Comment Alice Raleigh, onze ans, blonde aux yeux bleus, héritière des Duquesne, est-elle arrivée là? Kidnappée par de mystérieux ravisseurs qui demandent un million de dollars à ses parents, elle a été grimée en noire afin de passer inaperçue, et placée sous la surveillance de Betsy, une mère maquerelle. Un exemple de « Passing » racial comme le nomment les nord-américains, mais aussi social. Recluse, Alice le devient dans le bordel, sous la garde des pensionnaires qui ignorent sa véritable identité, mais recluse elle l'est aussi dans la banlieue de Norfolk, petite fille, noire d'apparence, dans le quartier défavorisé à la merci des suprématistes qui s'opposent, dans le Sud des années 60, à toute velléité d'émancipation.

Ce très bon roman noir, caustique et cru, est le fruit de l'imagination de deux auteurs de S.F, Disch et Sladek. Leur thriller, classique, un kidnapping, une rançon, l'enquête, prend un virage à 90 degrés, et leur permet grâce à une traversée du miroir, raciale, sociale, politique, de dresser un état des lieux de la ségrégation.

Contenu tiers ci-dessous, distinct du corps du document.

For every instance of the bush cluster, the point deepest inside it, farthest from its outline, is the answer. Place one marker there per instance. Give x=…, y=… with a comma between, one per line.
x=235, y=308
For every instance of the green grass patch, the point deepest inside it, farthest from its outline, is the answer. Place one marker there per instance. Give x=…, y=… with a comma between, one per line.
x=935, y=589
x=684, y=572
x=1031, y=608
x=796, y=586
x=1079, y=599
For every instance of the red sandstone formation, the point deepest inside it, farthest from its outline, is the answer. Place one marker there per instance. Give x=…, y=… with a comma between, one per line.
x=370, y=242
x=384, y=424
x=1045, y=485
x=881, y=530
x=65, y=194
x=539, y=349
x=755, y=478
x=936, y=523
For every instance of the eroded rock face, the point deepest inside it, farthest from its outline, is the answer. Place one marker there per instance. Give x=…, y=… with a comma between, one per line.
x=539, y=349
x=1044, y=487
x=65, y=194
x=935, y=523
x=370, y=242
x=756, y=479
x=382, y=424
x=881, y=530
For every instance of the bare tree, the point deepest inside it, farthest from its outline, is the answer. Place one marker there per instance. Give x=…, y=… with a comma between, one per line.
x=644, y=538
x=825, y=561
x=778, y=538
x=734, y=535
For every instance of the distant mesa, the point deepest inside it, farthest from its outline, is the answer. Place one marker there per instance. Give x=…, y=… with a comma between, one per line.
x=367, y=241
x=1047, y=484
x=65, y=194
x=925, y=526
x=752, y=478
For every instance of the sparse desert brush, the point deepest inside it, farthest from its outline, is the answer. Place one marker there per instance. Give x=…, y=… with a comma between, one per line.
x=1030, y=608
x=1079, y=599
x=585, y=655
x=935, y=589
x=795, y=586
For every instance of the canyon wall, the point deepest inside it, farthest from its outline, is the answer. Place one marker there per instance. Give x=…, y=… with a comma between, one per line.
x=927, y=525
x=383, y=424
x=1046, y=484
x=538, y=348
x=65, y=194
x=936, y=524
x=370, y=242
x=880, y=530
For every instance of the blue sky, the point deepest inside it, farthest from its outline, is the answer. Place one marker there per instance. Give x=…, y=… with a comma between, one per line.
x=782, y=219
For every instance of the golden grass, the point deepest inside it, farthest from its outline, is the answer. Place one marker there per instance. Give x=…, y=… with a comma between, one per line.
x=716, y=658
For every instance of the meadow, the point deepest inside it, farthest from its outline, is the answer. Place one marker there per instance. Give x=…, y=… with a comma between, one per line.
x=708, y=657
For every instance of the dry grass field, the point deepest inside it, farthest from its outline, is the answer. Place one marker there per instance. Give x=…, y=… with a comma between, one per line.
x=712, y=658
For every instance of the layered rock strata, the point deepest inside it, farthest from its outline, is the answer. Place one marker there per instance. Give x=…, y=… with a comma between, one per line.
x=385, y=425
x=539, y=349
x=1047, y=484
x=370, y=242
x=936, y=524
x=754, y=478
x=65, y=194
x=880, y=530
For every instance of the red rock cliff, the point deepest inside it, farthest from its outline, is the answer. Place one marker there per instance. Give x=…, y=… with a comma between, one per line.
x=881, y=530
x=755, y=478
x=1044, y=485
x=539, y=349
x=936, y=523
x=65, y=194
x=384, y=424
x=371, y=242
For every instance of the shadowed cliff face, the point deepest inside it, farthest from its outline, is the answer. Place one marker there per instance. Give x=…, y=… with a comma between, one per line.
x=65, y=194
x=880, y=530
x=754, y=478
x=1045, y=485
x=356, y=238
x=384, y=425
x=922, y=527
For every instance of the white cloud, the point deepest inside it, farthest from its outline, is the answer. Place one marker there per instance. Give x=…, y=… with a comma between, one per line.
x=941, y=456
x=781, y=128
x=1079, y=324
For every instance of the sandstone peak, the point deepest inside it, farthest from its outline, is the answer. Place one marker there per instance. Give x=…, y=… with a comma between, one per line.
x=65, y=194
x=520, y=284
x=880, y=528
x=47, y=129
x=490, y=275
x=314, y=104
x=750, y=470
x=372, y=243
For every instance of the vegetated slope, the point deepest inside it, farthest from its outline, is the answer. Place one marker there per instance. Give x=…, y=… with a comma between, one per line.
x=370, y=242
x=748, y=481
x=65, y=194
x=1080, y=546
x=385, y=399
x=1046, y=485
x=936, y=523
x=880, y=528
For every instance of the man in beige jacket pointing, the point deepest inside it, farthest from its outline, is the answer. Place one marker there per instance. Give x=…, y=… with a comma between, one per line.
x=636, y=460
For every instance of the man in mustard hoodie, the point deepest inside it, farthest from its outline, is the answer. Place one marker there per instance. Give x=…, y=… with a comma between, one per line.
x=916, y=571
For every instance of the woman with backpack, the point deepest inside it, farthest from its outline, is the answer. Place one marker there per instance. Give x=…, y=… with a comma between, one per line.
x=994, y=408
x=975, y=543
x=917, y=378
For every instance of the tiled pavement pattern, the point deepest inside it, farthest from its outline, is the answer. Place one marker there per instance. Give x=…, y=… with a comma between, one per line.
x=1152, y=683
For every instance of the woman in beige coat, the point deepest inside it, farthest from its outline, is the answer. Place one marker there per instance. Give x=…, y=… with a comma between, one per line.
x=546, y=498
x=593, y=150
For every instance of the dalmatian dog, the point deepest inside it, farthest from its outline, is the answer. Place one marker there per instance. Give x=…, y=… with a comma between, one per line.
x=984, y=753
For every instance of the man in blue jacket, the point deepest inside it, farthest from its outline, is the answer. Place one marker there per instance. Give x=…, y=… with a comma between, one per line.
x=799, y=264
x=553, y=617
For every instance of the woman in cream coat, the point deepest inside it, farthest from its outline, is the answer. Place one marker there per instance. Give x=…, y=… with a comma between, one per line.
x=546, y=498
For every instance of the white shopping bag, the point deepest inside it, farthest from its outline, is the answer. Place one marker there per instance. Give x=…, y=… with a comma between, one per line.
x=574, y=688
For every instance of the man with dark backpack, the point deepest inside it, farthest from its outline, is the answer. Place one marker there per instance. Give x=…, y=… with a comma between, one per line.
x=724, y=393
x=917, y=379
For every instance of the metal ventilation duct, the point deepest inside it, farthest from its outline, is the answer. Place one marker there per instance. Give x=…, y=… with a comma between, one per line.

Les personnages sont aussi fantasques et cruels, qu'une Reine, un Chapelier fou, et un chat souriant. « Mais je n'ai aucune envie d'aller chez les fous ! - Oh ! vous ne sauriez faire autrement, tout le monde est fou, ici… » Autour de Black Alice aussi, tout le monde ou presque est fou… Heureusement que cette petite fille intelligente et sensible est dotée d'une grande capacité de résilience. Que ce soient ses parents (indignes), surtout son géniteur, Roderick Raleigh, un raté geignard et dénué de morale qui aime à citer Shakespeare, ou les débiles du KKK qui se cachent derrière des « Grand Cyclope »  et « Grand Dragon du Royaume Virginie », mais qui aiment coucher avec des filles de couleur de chez Betsy… Ce roman d'apparence foutraque est fort bien écrit . Grâce à l'imagination débridée de ses auteurs et à leurs innombrables trouvailles, il nous plonge avec violence dans la schizophrénie américaine.